In order to better understand the current use and uptake of biosimilar products, Canadian policy-makers have requested information on the utilization of biosimilars for chronic inflammatory diseases, including any potential cost implications relating to the future use of biosimilars.
To address the policy questions, CADTH collaborated with independent researchers at the Ontario Drug Policy Research Network (ODPRN). These researchers conducted a study using linked population-level information from data sets housed at ICES to examine trends in utilization and spending of publicly reimbursed innovator biologics and biosimilars indicated for inflammatory rheumatic conditions and IBD, and to explore differences in the uptake of biosimilars by a patient’s medical indication and by the drug type from the perspective of a large, government-sponsored drug program.

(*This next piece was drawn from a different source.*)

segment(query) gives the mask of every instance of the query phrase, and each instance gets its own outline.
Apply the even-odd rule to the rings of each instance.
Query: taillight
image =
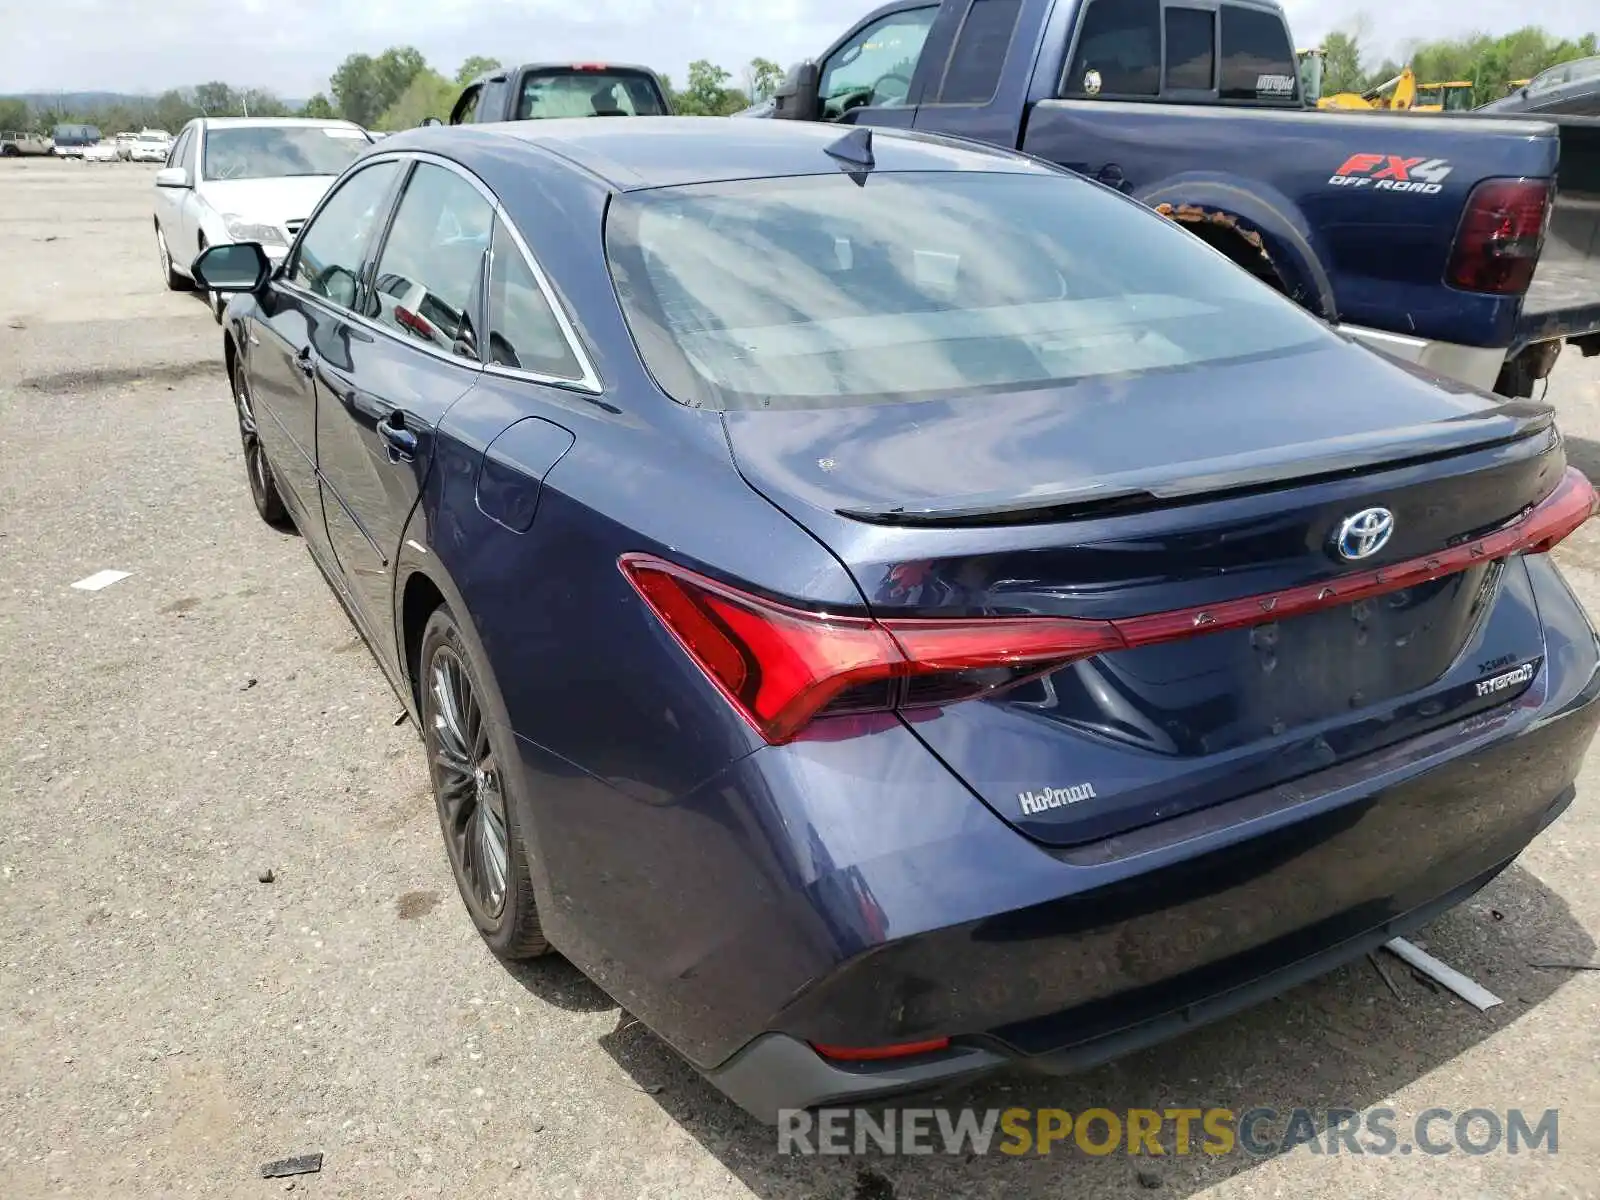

The CADTH report summarizes the major findings from the ODRPN study and discusses possible implications for decision-makers. Medical conditions currently of interest to policy-makers in Canada and that were included in this assessment comprise inflammatory rheumatic conditions and IBD. Rheumatic conditions were defined as rheumatoid arthritis, psoriatic arthritis, and psoriasis, and IBD represented Crohn disease and ulcerative colitis in the ODPRN analysis.